How to model data from arbitrary CSV’s in a database

database-designdatabase-recommendation

I am setting up a web interface for data management. Users upload CSV or similarly structured files, and I want to store these in the database so they can do manipulations on them — filtering, sorting, graphing, etc.

I do not know how to model this properly in a database. I have several ideas, but none seem to be the right way to do it.

  1. Make a new table for each uploaded CSV. This would mean each column could be appropriately typed (integers, strings, dates, etc.) and each record would trivially correspond to a line in the CSV file. This seems like a natural conceptualization of the problem — but would performance become an issue if I had to make a new table for each uploaded file?

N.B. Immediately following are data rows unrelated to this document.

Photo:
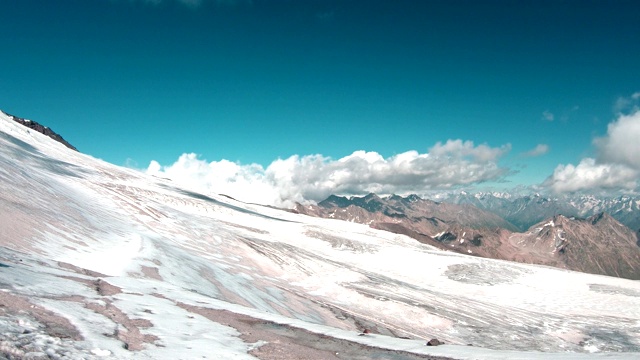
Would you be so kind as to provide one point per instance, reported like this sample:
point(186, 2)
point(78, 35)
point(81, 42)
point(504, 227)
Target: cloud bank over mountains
point(314, 177)
point(616, 165)
point(446, 166)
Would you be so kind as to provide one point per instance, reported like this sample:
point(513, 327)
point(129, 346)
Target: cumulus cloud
point(589, 175)
point(314, 177)
point(627, 104)
point(540, 149)
point(616, 167)
point(622, 143)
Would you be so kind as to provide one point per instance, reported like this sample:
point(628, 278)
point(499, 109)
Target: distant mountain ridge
point(524, 211)
point(598, 244)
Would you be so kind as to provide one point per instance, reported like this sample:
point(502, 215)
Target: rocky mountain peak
point(42, 129)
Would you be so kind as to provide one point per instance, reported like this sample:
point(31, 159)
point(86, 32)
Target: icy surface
point(123, 256)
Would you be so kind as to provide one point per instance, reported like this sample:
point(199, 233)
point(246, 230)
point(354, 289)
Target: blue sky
point(250, 82)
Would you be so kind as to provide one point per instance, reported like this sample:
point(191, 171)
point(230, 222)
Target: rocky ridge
point(598, 244)
point(42, 129)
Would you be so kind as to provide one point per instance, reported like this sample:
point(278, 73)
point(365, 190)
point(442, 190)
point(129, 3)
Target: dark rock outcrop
point(43, 130)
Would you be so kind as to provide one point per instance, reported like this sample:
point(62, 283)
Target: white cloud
point(589, 175)
point(314, 177)
point(540, 149)
point(627, 104)
point(622, 143)
point(616, 167)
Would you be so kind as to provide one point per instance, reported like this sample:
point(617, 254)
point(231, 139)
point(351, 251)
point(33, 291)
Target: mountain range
point(598, 244)
point(99, 261)
point(523, 211)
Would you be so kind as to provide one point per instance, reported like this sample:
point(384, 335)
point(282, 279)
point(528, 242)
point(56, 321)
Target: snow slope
point(99, 261)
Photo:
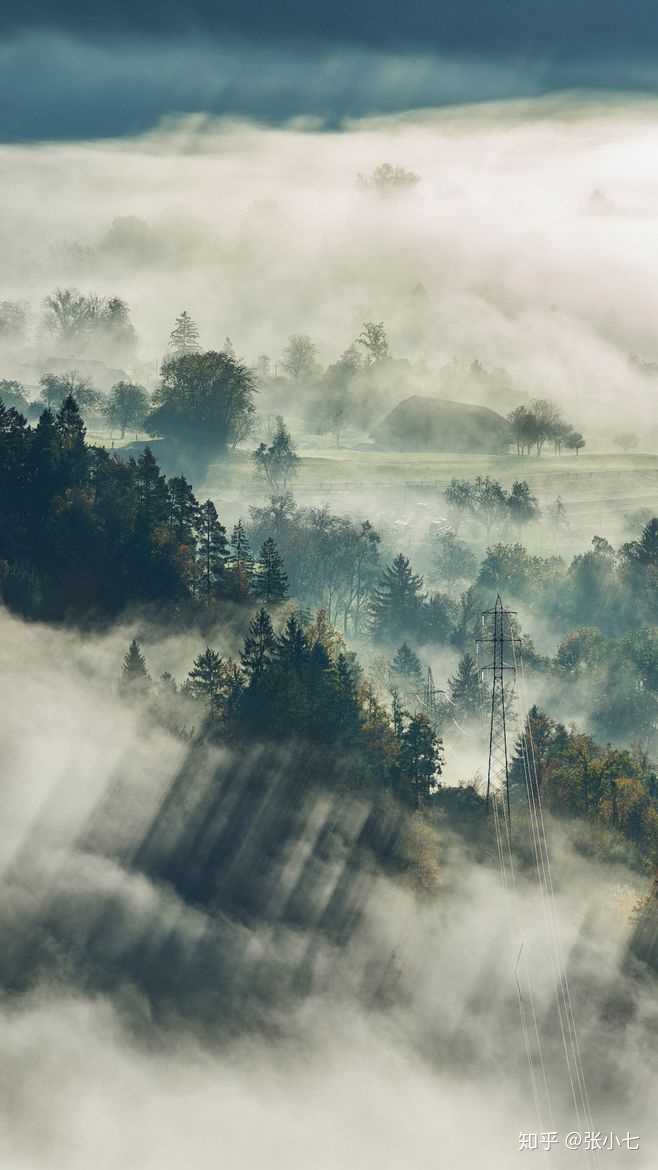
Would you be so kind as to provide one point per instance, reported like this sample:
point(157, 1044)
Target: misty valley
point(329, 644)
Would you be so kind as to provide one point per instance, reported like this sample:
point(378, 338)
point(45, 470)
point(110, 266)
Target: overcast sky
point(70, 69)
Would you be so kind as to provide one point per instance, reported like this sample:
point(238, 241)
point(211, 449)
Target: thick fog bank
point(142, 1030)
point(527, 235)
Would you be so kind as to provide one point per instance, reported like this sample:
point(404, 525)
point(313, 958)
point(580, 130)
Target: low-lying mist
point(528, 232)
point(314, 1011)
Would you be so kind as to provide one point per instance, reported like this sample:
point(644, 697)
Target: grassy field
point(608, 476)
point(591, 486)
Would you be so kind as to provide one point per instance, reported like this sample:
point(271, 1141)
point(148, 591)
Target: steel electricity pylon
point(498, 634)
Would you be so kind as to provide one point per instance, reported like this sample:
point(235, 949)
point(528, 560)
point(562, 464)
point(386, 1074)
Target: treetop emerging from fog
point(206, 399)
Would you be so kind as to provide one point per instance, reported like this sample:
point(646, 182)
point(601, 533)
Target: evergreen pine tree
point(292, 646)
point(206, 679)
point(466, 688)
point(212, 546)
point(420, 761)
point(259, 647)
point(134, 674)
point(241, 562)
point(396, 607)
point(271, 579)
point(347, 706)
point(74, 454)
point(151, 491)
point(184, 337)
point(183, 510)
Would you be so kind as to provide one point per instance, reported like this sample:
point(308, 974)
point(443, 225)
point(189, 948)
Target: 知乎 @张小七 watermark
point(578, 1140)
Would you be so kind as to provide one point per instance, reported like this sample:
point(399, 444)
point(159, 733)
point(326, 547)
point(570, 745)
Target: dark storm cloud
point(555, 27)
point(80, 70)
point(57, 87)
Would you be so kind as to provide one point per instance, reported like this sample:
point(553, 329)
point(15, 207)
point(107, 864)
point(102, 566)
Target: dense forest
point(329, 646)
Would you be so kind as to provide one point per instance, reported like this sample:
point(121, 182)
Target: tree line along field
point(589, 484)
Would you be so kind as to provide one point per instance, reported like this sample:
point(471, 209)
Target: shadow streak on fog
point(200, 967)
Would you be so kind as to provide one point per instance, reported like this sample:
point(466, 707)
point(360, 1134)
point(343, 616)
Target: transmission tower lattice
point(498, 633)
point(431, 697)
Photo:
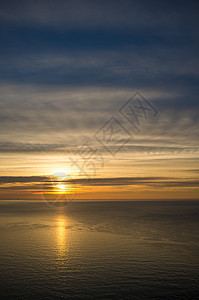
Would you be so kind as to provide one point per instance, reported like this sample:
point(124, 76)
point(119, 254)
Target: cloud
point(75, 13)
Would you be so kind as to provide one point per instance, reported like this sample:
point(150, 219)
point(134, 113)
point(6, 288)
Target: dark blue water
point(100, 250)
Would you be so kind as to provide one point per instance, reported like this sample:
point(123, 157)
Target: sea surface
point(99, 250)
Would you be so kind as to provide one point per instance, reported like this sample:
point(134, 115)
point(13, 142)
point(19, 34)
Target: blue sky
point(66, 66)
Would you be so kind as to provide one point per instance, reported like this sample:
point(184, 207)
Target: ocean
point(99, 250)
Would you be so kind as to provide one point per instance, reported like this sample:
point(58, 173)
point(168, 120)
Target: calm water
point(100, 250)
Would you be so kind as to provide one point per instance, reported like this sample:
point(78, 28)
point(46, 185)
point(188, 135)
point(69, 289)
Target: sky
point(99, 99)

  2. Make a table where each record represents a dataset (CSV) and have other tables where data points have the id their dataset in their record. This would mean that all the data from a given dataset is spread across different tables and there would be lots of redundancy (since each data point would store the id of the dataset). However, it would mean tables would not have to be created per-dataset.

  3. Other variations on 2. Most of my other thoughts were variations on number 2 with various amounts of indirection.

My question is essentially "How do I model this properly?", that is, with the ability to scale reasonably.

Most of the data will be scientific, so how do I deal with many data sets of sizes varying from trivial (say, 10 columns and 100 rows) to massive (hundreds of columns and thousands/millions of rows)?

tl;dr: How do I model arbitrary data from an arbitrary number of well-formed CSVs in a database, and would a new table for each CSV perform acceptably?

Best Answer

The question is so wide open that it is hard to say much.

And why are you using a database at all? Excel does everything you've described so far.

Seriously though, avoid making an inner system in your database that can store any kind of data. You have one already, called a DATABASE. Make code that creates the tables you need. What's so bad about that? I say option 1.

You know, if you want infinite flexibility how about a square-mile white board?